A. SIBOの診断は主に呼気検査によって行われます。ブドウ糖やラクツロースなどの糖質を摂取し、その後一定時間ごとに呼気中の水素ガスやメタンガスの濃度を測定します。これらのガスが増加している場合、小腸内で細菌が異常に増殖している可能性が高いと判断されます。また、便中遺伝子検査や腹部画像検査も補助的に使用されることがあります。
Q2. SIBOはどんな症状を引き起こしますか?
A. SIBOの主な症状には、お腹の膨満感、ガスの多発、腹痛、下痢や便秘の繰り返し、消化不良などがあります。また、栄養不良による疲労感や体重減少、ビタミンB12欠乏症なども見られることがあります。
Q3. SIBOの治療はどのように行われますか?
A. SIBOの治療には、抗菌薬による治療や、腸内細菌の餌となる糖質を抑えた食事療法が行われます。リファキシミンなどの抗菌薬が処方されることが多いですが、低FODMAP食などの食事療法やエレメンタルダイエットも効果的です。また、腸の蠕動運動を促進する薬剤を使用することで、症状の改善を図ります。
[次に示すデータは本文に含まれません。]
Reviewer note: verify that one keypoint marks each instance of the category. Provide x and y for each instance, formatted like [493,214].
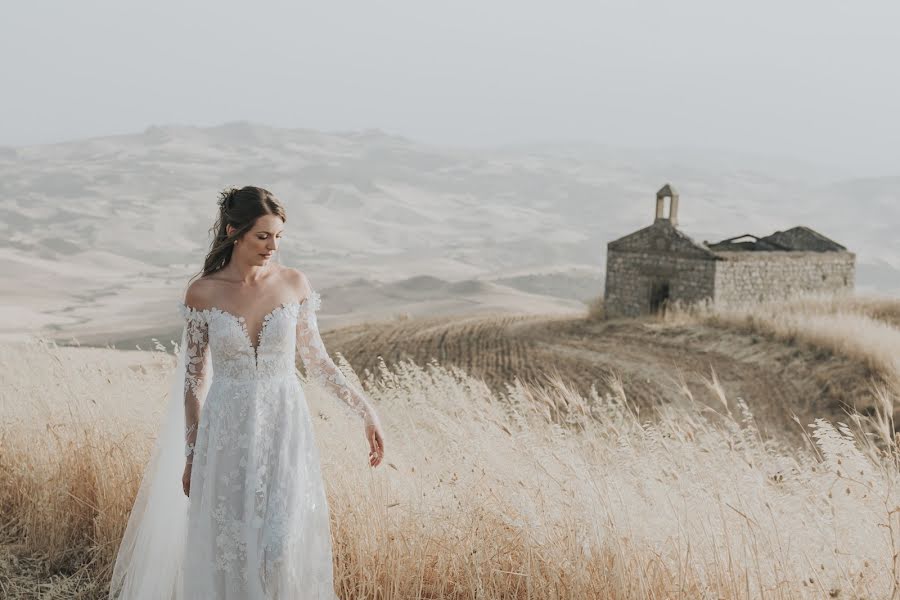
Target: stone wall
[761,276]
[630,277]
Q4. SIBOの治療後、再発する可能性はありますか?
A. はい、SIBOは再発しやすい疾患です。そのため、治療後のフォローアップが重要です。再発を防ぐためには、食事療法の継続や腸内環境を整える生活習慣の見直しが必要です。当院では、治療後も定期的にカウンセリングや栄養指導を行い、患者様の健康を長期的にサポートしています。
Q5. SIBOはなぜ起こるのですか?
A. SIBOの原因には、腸の蠕動運動が低下することや、胃酸分泌の不足、消化器疾患や糖尿病などが影響しています。これらの要因によって、通常は少ない小腸内の細菌が異常に増殖し、消化不良やガス発生を引き起こします。また、抗生物質の長期使用もSIBOの原因になることがあります。
Q6. SIBOはどうすれば予防できますか?
A. SIBOの予防には、低FODMAP食などの食事管理やストレスを軽減することが有効です。また、腸の動きを正常に保つことが大切で、適度な運動や規則正しい食生活も予防に役立ちます。当院では、再発予防のための継続的なサポートプログラムもご提供しています。
Q7. SIBO治療にはどれくらいの期間がかかりますか?
A. 治療期間は患者様の症状や状態によって異なりますが、通常、抗菌薬の投与期間は10~14日間です。その後、食事療法や生活習慣の改善を継続し、治療効果を長く維持するためにフォローアップを行います。必要に応じて再発予防のための治療が継続されます。
Q8. SIBO治療は保険適用ですか?
A. 現在、SIBOに関する検査や治療は自費診療となります。詳しい料金や治療内容については、当院までお気軽にお問い合わせください。
当院でのSIBO治療の特徴
SIBOはまだ医療界でも新しい概念で、多くの医師が十分に認識していない疾患です。そのため、原因不明の消化器症状で苦しんでいる方の中には、SIBOが診断されずに長期間悩まされているケースも少なくありません。
SIBOに関する治療や検査は全て自費診療となりますが、当院では症状改善に向けた総合的なサポートを行っています。特に、管理栄養士による個別の食事指導が特徴で、日常生活に取り入れやすいアドバイスを提供します。患者様の症状やライフスタイルに合わせた食事プランを作成し、対症療法にとどまらず、長期的な健康管理をサポートします。
SIBOは再発するリスクが高い疾患です。当院では、治療後のフォローアップ体制を強化し、再発防止に向けた継続的なケアを行っています。定期的なカウンセリングや食事指導を通じて、患者様の健康を長期的にサポートし、再発リスクを最小限に抑えます。